От Митьки по-прежнему ничего не имею. Что с ним такое? Вероятнее всего — ничего особенного, просто трудно живется, да и сам он довольно-таки легкомысленный и, думаю, не так уж ценил нашу дружбу. Но если он будет в Москве (и если я, конечно, там буду), то ничто не помешает нам возобновить наши отношения; мы нужны друг другу, ибо имеем слишком много общего, чтобы долго не видеться.

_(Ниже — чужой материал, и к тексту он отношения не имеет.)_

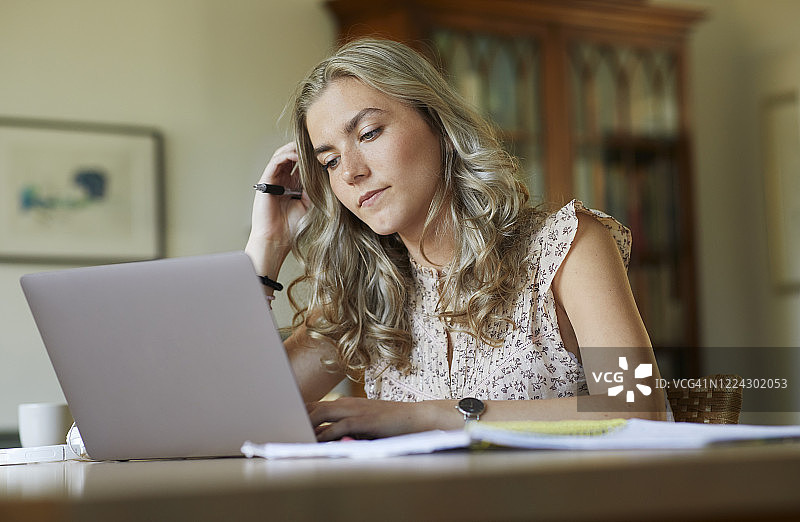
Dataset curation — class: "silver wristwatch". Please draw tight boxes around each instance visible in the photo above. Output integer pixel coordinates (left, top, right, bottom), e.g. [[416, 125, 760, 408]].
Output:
[[456, 397, 486, 422]]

Прочел хлесткую и занимательную книжку Эренбурга: «Трест Д. Е.»; наверное, читала. Сейчас читаю «Падение Парижа»; поверхностно, все-таки; опять-таки — материал для романа, а не роман; очень малохудожественно. Но интересно; видно, что человек знает хорошо то, о чем он пишет; масса верно подмеченных черточек. Но всё же общее впечатление — недостаточно глубокого, серьезного, вдумчивого отношения к теме, недостаточно последовательной и упорной проработки ее.

Был в кино, видел английский фильм «Леди Гамильтон»;[63] американцы сделали бы лучше, пожалуй; а здесь всё уж чересчур скудно, даже скромно (вернее — наоборот.)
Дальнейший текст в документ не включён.